Keywords: CLOCK system, cortisol secretion, glucocorticoid resistance, glucose, sirtuins
Introduction
Glucocorticoids (GCs) are the cornerstone in the treatment of numerous chronic autoimmune and inflammatory diseases due to their potent anti-inflammatory and immunosuppressive properties. However, GC treatment is accompanied by significant metabolic adverse effects, including insulin resistance, glucose intolerance and diabetes. Notably, even low GC doses just above cortisol replacement levels, as well as endogenous subclinical hypercortisolism, may impair glucose tolerance by reducing hepatic and peripheral insulin sensitivity [1,2].

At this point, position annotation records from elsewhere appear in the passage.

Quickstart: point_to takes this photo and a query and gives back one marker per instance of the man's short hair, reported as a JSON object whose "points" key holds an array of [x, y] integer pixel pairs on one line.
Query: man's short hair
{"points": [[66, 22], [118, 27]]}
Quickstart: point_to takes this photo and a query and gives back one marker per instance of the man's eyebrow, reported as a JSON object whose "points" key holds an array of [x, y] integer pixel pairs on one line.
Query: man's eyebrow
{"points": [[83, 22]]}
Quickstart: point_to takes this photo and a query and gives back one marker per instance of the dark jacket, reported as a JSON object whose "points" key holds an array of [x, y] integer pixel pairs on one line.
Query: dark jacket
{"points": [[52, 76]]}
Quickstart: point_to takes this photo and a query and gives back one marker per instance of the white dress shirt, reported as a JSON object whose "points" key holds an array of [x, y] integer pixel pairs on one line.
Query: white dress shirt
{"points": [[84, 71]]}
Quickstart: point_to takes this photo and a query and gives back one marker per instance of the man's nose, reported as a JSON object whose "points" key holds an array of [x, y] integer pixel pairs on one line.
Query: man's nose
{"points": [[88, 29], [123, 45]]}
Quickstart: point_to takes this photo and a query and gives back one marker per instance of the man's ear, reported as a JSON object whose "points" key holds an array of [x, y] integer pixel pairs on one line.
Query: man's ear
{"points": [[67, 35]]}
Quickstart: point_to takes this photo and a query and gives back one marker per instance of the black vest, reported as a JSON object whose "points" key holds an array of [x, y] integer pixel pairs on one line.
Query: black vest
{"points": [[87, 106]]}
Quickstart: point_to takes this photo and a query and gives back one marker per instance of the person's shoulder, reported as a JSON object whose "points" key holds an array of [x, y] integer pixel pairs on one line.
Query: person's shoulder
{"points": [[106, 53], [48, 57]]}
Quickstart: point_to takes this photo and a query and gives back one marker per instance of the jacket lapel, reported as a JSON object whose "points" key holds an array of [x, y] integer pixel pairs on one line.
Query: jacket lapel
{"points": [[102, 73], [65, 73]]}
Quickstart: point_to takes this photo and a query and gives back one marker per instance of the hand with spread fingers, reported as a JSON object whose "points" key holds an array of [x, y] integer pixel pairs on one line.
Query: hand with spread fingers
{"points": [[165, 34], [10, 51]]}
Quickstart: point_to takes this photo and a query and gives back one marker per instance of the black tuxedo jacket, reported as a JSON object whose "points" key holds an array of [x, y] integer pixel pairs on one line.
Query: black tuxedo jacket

On the other hand, ingestion of glucose – as well as amino acids, protein, or mixed meals – has been found to increase serum and salivary cortisol levels in healthy adults [3,4]. Both ACTH-dependent and ACTH-independent mechanisms of food-induced cortisol secretion have been postulated under physiological conditions [5,6], although the exact mechanisms still remain elusive. Feeding increases noradrenaline turnover in some parts of the rat hypothalamus [7] and it is possible that this may be the stimulus to postprandial ACTH secretion via α-1 adrenoceptors activated also in humans [8]. In support of these findings, Iranmanesh et al. have recently demonstrated that morning glucose ingestion stimulates pulsatile cortisol and ACTH secretion 2011. The mechanism entailed selective augmentation of ACTH and cortisol secretory-burst mass. Indeed, ACTH and cortisol burst size rose comparably by 27–31% after 75 g oral glucose administration [9].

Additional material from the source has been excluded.